I am doing great with the Spanish after EARTH’s three-month Spanish immersion programme before the start of the course (I did this from September up to December and the academic year started in January) and I understand about 95% of it. I don’t speak a lot, but am contented that I still have enough time to work upon the speaking, as long as I can understand all the lessons in class (they are all in Spanish).
Last week I had a vacation, and volunteered at Las Baulas, a conservation reserve of marine turtles. These turtles are in danger of extinction because they have very few chances of survival when they are young (only one turtle out of 1,000 survives) and they take so long to reach the reproductive age (10-15 years). People also steal their eggs from the beaches, so that totally reduces their population. We walked at night along the beach to find turtles laying eggs, put tags on them, helped them to camouflage their nests, and also checked records of how many times they had come back to this place to lay eggs.

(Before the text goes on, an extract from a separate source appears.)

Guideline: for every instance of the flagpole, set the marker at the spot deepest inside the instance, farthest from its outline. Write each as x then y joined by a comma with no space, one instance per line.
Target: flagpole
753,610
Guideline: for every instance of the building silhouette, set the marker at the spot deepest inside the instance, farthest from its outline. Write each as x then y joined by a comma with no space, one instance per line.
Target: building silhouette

I still play my guitar and I bought a new one from a student who graduated last year. I’m playing with my compañera (class friend) from Ecuador and she sings very well, so maybe we shall develop something. I still love playing old music, John Lennon’s "Imagine", Van Morrison’s "Brown Eyed Girl" and a few Spanish songs... Unfortunately there are no drums here, as the set was destroyed and is not repaired yet, but I would love to continue with the drums too.
Good luck to all the Pestalozzi students in their exams, especially the second years. Be strong and you will make it! There are so many opportunities out there, not just university. Be positive about the outcome: it can be a ladder to the next step of your life, so just embrace it with open arms.